Finding freedom: practicing Dharma in prison

Finding freedom: practicing Dharma in prison

From time to time, people in prison write to the FPMT to request a copy of Mandala (the address is in the back of Wisdom Publication’s books), and we happily offer them an ongoing subscription to the magazine. At the moment, some forty prisoners receive Mandala.

Many of them also express a wish to correspond with someone who can help them with their Buddhist practice. The first person I began to correspond with wrote in March last year. He had just turned twenty years old, he said, and was in prison for life and “would like to personally get involved in the Buddhist way of life.”

From the start, I was moved by his sincerity and easy acceptance of his situation: “Even though I find myself in a pretty bad predicament and may never set foot on the streets of North America again, this does not bring me the slightest uneasiness. . .it is the least of my worries. My main interest is helping and giving true happiness to others.”

An American-born Mexican, he has been involved since the age of eleven in gangs in Los Angeles, and has spent most of his life since he was twelve in the California prison system, where gang activity and violence have a powerful life of their own. During the past eighteen months, he has totally transformed his way of life and now devotes himself fully to the Dharma (see “Searching for a way to leave no one behind: the transformation of a Mexican gangster“).

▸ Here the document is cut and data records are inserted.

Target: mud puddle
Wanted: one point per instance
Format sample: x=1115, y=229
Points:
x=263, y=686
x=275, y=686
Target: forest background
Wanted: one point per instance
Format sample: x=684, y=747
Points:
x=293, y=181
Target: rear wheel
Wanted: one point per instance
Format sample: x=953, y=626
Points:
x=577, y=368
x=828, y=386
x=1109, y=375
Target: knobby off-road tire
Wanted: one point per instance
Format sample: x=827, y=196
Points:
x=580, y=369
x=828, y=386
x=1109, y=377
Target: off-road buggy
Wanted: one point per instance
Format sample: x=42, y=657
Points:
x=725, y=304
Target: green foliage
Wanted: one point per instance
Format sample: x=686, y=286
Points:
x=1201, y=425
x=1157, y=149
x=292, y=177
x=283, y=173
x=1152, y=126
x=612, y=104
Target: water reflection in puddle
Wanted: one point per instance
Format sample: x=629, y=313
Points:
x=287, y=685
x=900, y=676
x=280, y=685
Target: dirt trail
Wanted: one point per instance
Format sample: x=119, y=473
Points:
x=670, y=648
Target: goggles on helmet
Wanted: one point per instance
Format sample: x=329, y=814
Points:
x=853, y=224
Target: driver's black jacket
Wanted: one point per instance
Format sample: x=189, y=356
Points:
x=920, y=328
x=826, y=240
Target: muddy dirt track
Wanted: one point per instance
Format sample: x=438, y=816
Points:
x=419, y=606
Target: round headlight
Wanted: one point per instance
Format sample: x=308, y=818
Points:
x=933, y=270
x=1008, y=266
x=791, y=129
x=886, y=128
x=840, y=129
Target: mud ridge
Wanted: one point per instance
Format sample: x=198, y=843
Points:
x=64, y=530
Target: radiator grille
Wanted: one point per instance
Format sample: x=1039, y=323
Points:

Imprisoned at Pelican Bay, the top security prison in the state, he spends all his days and nights locked in his cell, except for an hour-and-a-half, alone, in a small, enclosed exercise yard. He agrees, however, with Lama Zopa Rinpoche, who wrote to him in January this year: “. . . actually, it’s just a concept: what you label and how you use the place. For another mind it is the same as a hermitage.” Rinpoche told him that his external prison is nothing compared with the inner prison that most people live in: the prison of self-centeredness, jealousy, desire and anger.

He says, “This cell is a pure realm for me, truly the best environment to help me develop my mind in renunciation, bodhicitta and emptiness in order for me to be of greater benefit to others. . . .”

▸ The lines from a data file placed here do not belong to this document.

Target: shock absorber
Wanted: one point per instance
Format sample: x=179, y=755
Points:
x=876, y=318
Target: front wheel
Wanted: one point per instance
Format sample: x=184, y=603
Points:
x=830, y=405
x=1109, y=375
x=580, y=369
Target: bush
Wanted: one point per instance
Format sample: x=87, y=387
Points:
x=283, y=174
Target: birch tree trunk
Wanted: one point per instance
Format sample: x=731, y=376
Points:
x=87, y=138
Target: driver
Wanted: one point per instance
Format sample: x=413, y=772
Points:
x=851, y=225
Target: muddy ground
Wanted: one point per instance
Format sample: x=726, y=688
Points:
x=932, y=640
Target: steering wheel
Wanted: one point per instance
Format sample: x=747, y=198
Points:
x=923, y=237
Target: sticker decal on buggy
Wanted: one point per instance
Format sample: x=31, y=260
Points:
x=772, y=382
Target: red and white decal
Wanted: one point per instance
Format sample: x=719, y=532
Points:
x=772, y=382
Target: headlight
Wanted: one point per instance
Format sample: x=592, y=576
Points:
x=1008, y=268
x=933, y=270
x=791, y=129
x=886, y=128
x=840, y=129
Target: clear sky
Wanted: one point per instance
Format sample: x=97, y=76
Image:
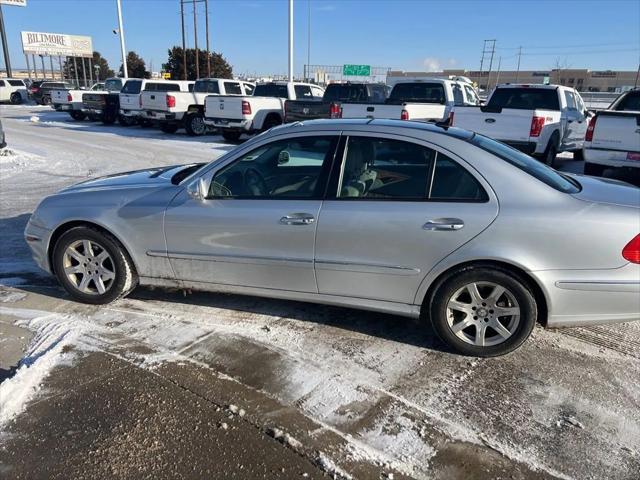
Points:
x=401, y=34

He is one of many prisoners I have the honor to communicate with and visit these days. Every one of them inspires me with his dedication to practice, his wish to not waste time, his willingness to practice in what would normally be considered atrocious conditions; they know they have no choice. The constant noise in the cell blocks, for example: this alone could make life intolerable. “The racket is deafening and resembles nothing less than bedlam and chaos,” says Paul Dewey. Through their letters, four of these men, Paul Dewey, Milo Rusimovic, Timothy Haremza and J.W. Johnson, give a taste of their transformation and their sincere practice. Two of them speak of their devotion in the Buddha Tara, based on their own direct experience of her. Jimmy Tribble also wrote to Mandala of the benefits of Dharma in his life.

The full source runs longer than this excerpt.